Stochastic Oscillator Technical Analysis

I have discussed about how volume can help to decide whether to buy or sell the stocks in this how to buy stocks blog. So, this time, let’s discuss about another one which is the stochastic oscillator. It is George Lane who introduce the Stochastic Oscillator as stocks trading/investing indicator. This indicator offers the useful information of stocks market which includes the buy signal, sell signal, overbought signal, and oversold signal.
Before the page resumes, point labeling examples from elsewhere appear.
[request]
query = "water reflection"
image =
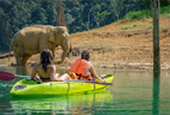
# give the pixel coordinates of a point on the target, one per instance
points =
(156, 92)
(68, 104)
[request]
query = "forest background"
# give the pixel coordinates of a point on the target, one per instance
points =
(81, 15)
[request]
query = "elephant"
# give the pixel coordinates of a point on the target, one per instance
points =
(33, 39)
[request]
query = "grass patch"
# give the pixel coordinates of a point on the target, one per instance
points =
(131, 26)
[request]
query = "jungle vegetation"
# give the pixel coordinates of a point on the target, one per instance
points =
(80, 15)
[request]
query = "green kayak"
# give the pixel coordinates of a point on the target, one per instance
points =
(31, 88)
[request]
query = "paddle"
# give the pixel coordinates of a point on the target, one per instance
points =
(7, 76)
(93, 82)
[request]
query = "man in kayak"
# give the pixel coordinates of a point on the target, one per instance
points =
(83, 69)
(46, 70)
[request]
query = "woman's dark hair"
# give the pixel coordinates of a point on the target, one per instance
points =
(85, 54)
(46, 58)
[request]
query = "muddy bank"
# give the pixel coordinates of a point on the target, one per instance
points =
(114, 47)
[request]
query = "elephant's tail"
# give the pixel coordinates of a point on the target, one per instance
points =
(10, 48)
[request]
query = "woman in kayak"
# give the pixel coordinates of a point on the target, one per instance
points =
(46, 70)
(83, 69)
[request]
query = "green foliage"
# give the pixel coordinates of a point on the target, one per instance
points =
(131, 26)
(143, 14)
(138, 15)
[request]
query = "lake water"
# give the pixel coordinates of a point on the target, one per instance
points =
(134, 93)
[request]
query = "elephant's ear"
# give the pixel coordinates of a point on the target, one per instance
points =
(52, 36)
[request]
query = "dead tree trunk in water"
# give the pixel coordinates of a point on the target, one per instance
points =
(60, 14)
(156, 60)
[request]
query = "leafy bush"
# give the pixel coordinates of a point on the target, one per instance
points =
(138, 15)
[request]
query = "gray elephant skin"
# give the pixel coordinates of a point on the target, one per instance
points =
(33, 39)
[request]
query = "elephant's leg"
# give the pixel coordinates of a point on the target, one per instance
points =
(18, 59)
(25, 59)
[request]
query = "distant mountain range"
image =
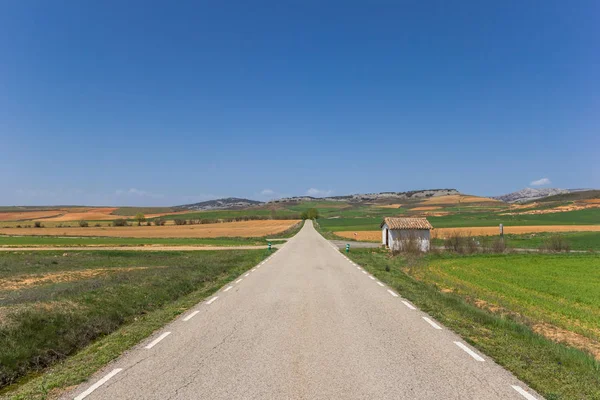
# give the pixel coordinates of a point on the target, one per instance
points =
(529, 194)
(219, 204)
(414, 194)
(238, 203)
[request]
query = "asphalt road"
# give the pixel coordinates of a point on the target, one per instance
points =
(305, 324)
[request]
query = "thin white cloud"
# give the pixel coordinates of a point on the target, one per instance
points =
(138, 193)
(313, 192)
(541, 182)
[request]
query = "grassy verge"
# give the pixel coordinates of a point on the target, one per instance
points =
(554, 370)
(52, 307)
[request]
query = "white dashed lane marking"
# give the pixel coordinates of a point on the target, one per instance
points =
(192, 315)
(157, 340)
(98, 384)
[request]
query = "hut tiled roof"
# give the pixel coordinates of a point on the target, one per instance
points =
(406, 223)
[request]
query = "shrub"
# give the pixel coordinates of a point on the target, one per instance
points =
(120, 222)
(139, 217)
(555, 243)
(311, 213)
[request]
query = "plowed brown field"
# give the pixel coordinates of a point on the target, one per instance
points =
(227, 229)
(375, 236)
Stochastic Oscillator describe the connection between the stocks closing price with its highest/lowest stocks price range. It is this connection which produce the buy signal, sell signal, overbought signal, and oversold signal. There are two-line signal in Stochastic Oscillator which are fast line (%K) and slow line (%D). For more understanding, let’s take a look at the fast line (%K) and slow line (%D) formula below:

Stochastic’s Fast Line (%K) Formula

%K = ((C-Ln)/(Hn-Ln)) x 100

with:

C = Closing Price during the trading day
Ln = Lowest Price during n period
Hn = Highest Price during n period
n = the intended watching period

Stochastic’s Smoothed Line (%D) Formula

%D = (3dƩ(C-Ln)/3dƩ(Hn-Ln)) x 100

with:

3dƩ = Total sum of three days
C = Closing Price during the trading day
Ln = Lowest Price during n period
Hn = Highest Price during n period
n = the intended watching period

As we can see from formulas above, the Smoothed Line (%D) is obtained by smoothing the Fast Line (%K) with 3 days period. Stochastic Oscillator is designed to oscillate between 0 and 100. There are two important line which are the 20 line and 80 line which acts as signal for overbought and oversold condition. So, in here, we have the fast line (%K), smoothed line (%D), 20 line, and 80 line. Indeed, it is these four lines which tells us the time to buy or sell the stocks.

We will learn how to utilize these four lines of Stochastic Oscillator to make money in stocks trading in the next article. For now, let’s just understand what is exactly the Stochastic Oscillator and how it is formed. This knowledge is important as basic to more understanding the use of Stochastic Oscillator as stocks trading/investing indicator which will be discussed in the next article.

 

Have a happy stocks trading day by utilizing the Stochastic everyone!